In PacificBiosciences/smrtlinkr: SMRTLink R Interface server

library(knitr)
knitr::opts_chunk$set(echo = TRUE)

smrtlinkr is an R package that allows users to communicate with our internal SmrtLink servers^[A complete list of SmrtLink servers is available from: https://confluence.pacificbiosciences.com/display/SL/On-site+SMRT+Link+servers] to query the database, submit jobs, or obtain information about finished jobs from reports. This document provides a tutorial of the basic functionality, though more features are either available in the package or can be upon request.

Installation

From your personal computer or a PacBio RStudio server such as bayes:8787 you can install the smrtlinkr package using the following commands:

install.packages("devtools")
library(devtools)
install_github("PacificBiosciences/smrtlinkr")

Querying Jobs and Datasets

Broadly speaking, SmrtLink servers contain two types of information:

Data such as subreadsets, reference fasta file, etc. This is the raw input into its analysis pipelines.
Jobs which are analyzes and processes that take data as input, and produce output such as summary reports, new BAM files with consensus reads, etc.

Interacting with the SMRTLink servers entails a serious of commands that can examine the available data on a server, submit a new job by referencing the data on the server as inputs, or examine the results/reports of a job^[A more detailed description of the SMRTLink REST API can be found here: http://smrtflow.readthedocs.io/en/latest/].

Most commands in smrtlinkr for querying data of some are of the form fetchXXX(... , server, port) and require a server and a port to be specified. These values are particular to each unique server (smrtlink-alpha, smrtlink-beta, etc.) though by default the commands will query smrtlink-internal on port 8081.

Querying the database

Both data and jobs are identified as being of particular types, e.g. a reference data type or a subreadset data type. To access data we typically need to know the type and id of an item. The following code displays all the available types of data, and shows how we can use this type information to find all the E. coli reference sequences available on smrtlink-beta.

Querying available data

First to list all the available data types:

library(smrtlinkr)
# View all the available DataSet types
df = fetchDataSetTypes()

Available Dataset Types

references
ccsreads
contigs
subreads
barcodes
ccsalignments
hdfsubreads
alignments
gmapreferences

If you know the type of data you are looking for, you can easily load the list of datatypes and query it in R. For example, the code below allows us to find all the E. coli reference sequences known to SMRTLink beta.

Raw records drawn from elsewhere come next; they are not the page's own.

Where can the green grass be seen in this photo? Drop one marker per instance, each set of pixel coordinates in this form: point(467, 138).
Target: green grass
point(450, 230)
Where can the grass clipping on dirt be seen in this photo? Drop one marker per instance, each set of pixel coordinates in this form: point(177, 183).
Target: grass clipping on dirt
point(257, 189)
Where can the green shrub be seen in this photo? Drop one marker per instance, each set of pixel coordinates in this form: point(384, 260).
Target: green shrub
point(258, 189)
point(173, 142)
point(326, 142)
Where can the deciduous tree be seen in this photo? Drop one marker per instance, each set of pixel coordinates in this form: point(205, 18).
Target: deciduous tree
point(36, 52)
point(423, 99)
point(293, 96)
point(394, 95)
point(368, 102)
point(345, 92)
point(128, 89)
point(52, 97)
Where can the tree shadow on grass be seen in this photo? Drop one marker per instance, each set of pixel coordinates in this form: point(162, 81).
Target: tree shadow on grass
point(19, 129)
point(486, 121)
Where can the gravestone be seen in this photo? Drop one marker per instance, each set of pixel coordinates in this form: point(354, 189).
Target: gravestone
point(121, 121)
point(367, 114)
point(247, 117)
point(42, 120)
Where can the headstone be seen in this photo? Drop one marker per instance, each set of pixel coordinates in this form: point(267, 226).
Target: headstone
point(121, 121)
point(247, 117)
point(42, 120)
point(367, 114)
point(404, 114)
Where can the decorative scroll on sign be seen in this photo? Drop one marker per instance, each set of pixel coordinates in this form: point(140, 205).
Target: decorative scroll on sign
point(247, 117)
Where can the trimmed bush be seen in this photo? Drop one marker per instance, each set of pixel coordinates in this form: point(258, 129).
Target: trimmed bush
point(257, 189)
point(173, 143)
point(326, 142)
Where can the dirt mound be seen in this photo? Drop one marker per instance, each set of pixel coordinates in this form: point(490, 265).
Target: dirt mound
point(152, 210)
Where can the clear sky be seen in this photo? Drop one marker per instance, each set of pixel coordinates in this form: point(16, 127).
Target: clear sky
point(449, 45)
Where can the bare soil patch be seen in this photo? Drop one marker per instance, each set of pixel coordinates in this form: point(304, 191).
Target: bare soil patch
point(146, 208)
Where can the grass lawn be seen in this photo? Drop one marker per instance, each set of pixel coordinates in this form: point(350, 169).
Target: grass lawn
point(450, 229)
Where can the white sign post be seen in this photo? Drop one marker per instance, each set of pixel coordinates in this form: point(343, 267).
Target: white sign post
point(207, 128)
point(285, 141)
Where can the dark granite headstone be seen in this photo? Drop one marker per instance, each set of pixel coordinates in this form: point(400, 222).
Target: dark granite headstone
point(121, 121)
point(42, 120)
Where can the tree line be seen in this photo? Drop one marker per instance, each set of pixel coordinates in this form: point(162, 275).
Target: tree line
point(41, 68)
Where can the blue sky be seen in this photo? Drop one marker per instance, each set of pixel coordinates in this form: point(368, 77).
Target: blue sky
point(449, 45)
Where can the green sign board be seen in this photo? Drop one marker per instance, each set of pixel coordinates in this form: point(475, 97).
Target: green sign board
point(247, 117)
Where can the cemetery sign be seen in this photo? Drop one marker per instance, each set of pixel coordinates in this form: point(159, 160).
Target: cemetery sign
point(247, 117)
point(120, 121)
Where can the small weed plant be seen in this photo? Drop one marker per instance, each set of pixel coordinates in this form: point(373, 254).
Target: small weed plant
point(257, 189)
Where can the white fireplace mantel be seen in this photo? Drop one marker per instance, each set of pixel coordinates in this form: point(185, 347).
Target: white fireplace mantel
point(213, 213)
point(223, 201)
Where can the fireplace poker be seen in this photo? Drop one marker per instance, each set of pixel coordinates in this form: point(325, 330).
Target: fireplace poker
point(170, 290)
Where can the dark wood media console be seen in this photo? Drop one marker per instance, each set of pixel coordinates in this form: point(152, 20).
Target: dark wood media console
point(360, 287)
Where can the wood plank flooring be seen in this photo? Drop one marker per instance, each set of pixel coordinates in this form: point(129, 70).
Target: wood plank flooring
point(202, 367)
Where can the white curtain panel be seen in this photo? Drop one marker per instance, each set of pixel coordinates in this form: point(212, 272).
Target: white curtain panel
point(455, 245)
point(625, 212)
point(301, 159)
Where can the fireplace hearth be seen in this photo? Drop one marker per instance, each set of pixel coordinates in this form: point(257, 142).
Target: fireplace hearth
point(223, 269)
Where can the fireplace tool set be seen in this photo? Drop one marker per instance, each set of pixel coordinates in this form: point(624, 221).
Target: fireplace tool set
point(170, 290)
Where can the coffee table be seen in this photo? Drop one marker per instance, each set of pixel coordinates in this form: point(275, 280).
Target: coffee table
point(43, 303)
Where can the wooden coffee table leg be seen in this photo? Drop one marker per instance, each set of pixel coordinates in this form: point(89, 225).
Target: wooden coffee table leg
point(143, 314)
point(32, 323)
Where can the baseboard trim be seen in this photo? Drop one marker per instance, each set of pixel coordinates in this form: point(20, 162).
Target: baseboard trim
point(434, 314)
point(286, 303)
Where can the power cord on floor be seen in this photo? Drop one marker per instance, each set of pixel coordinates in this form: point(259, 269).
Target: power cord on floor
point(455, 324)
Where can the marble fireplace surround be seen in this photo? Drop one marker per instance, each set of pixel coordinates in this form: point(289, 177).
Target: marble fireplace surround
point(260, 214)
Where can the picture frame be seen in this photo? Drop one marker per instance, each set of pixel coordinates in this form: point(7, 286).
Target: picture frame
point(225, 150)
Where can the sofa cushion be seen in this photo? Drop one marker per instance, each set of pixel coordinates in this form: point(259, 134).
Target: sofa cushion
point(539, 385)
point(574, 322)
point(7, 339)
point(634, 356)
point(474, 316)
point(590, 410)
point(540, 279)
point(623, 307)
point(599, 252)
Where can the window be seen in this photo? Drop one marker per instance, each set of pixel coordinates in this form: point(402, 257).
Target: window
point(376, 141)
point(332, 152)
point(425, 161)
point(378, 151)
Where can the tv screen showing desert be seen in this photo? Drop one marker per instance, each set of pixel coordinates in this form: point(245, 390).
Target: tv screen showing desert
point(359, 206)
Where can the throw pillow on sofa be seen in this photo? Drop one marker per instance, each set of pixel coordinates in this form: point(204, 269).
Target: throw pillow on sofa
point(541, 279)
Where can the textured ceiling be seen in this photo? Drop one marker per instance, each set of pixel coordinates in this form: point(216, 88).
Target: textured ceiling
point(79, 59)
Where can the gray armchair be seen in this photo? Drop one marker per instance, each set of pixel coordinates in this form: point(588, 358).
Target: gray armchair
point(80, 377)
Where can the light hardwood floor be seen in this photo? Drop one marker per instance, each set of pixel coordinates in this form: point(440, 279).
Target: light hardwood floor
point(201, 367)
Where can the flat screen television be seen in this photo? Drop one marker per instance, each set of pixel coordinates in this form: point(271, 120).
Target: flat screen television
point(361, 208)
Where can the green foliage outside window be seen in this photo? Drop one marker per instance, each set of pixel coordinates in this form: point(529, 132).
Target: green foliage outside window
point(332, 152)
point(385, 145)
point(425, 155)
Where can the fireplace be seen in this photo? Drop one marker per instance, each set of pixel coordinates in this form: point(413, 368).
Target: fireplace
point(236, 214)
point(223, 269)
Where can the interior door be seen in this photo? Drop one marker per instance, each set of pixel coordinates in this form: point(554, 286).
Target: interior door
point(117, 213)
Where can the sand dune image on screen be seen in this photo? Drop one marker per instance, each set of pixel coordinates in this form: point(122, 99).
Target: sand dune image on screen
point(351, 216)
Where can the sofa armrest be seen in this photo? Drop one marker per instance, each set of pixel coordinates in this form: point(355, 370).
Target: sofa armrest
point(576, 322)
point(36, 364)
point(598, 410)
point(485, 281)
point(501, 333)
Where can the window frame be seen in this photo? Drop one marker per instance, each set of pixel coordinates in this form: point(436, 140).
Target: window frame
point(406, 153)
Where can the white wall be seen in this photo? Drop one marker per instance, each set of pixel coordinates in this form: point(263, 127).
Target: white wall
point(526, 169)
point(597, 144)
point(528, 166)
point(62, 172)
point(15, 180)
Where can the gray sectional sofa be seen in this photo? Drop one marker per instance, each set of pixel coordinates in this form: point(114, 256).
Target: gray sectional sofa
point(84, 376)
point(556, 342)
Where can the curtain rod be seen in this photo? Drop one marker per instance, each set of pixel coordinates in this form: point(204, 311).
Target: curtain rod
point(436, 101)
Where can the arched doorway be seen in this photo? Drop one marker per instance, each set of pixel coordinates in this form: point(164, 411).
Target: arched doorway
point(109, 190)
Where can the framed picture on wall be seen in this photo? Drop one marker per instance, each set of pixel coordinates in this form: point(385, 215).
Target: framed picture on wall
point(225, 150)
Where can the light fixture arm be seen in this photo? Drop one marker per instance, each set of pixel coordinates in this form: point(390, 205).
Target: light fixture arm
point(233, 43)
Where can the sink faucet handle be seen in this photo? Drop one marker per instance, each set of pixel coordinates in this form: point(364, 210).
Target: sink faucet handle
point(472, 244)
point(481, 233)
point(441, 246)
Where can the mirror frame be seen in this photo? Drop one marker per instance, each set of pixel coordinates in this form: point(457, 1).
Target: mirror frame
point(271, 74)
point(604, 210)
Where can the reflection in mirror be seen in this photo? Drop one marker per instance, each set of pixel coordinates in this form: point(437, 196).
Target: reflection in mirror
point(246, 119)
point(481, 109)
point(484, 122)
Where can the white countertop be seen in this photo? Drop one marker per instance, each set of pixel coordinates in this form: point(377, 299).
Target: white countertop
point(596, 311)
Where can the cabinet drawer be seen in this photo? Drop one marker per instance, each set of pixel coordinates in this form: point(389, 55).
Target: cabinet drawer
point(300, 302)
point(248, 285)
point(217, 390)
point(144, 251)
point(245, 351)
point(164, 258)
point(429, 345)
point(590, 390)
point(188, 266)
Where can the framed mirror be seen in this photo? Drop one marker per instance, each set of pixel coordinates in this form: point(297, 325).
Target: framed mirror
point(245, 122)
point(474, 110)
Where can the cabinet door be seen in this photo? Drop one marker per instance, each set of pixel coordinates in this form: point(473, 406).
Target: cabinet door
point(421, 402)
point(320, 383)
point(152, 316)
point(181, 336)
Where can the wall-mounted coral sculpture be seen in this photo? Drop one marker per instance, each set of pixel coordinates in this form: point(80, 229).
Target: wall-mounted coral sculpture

Example: Query location of E. coli reference sequences

# List all the reference data types that are known to the server
df = fetchDataSetsByType("references", server = "smrtlink-beta", port = 8081)
# Now let's print the path of all the E. coli ones.
kable(df[grep("coli", df$name), c("name", "path")])

For both references and subreadsets, there are convenience functions fetchSubreadSetInfo and fetchReferenceSetInfo which allow you to obtain more information about a particular dataset. For example to find out information about a particular reference dataset

Example: Getting information about a particular reference set

# Use the reference ID and server information to get more information
refId = df$id[20]
# Now query for more info
info = fetchReferenceSetInfo(refId, server = "smrtlink-beta", port = "8081")
info

Example: Getting information about a particular SubreadSet

# Get an id for a particular subreadset
id = fetchDataSetsByType("subreads")$id[1]
# Now query for more info
fetchSubreadSetInfo(id)

Examining Jobs

Similarly to datasets, jobs in SMRTLink also have a "type", the code below lists all the available job types.

# View all the available job types
d = fetchJobTypes()
kable(d)

Although users may think of a job as the name of a SMRTLink procedure (e.g. Resequencing) internally all such jobs are of type pbsmrtpipe and so this is the type that will typically be queried to examine results on a smrtlink server. For example

Example: List all resequencing jobs on smrtlink-beta

# Let's get all the pbsmrtpipe jobs
d = fetchJobsByType("pbsmrtpipe", server = "smrtlink-internal", port = 8081)

# Let's only get the resequencing jobs, the type of pbsmrtpipe job is identified
# in the comment column

# Grep the comment column to find resequencing
reseqRows = grep("resequencing", d$comment)
# Now let's list 5 of these jobs names and ids
d[reseqRows[10:15], c("name", "id")]

Example: Get Path of subreads and reference for resequencing jobs.

Given a set of resequencing jobs, we might want to for example get the underlying reference and subread sets that were used, we can do this with the following function:

paths = fetchSubreadsAndReferencesForResequencingJobs(d[reseqRows[10:15], ])
kable(paths)

Submitting Jobs

smrtlinkr can also be used to create jobs on SMRTLink, allowing users to programatically create jobs and then view them on the SMRTlink server. Below is example code which shows how to create a resequencing job using the postReseqJob function. You can obtain a subreadset ID and referenceset ID by looking at your smrtlink server (see data management) or you can also grab it programatically as shown below.

# To create a job, we'll need a job name, a reference ID and a subreadset ID
refName = "pBR322_HindIII_scr_F_EcoRI_tc6_R_unrolled6x"
subreadName = "15881P_SB_1G1.25R_A4k"

### OBTAIN A REFERENCE SET ID ###
# We can get the reference ID either by looking at SMRTLink or just querying here
refs = fetchDataSetsByType("references")
# Grep to find the ID of the one we want
refID = refs$id[grep(refName, refs$name)]

### OBTAIN A SUBREAD SET ID ###
# Same situation
subreads = fetchDataSetsByType("subreads")
subID = subreads$id[grep(subreadName, subreads$name)]

# Now we just submit the job, calling it whatever we want
postReseqJob("Submitted from R!", refID, subID)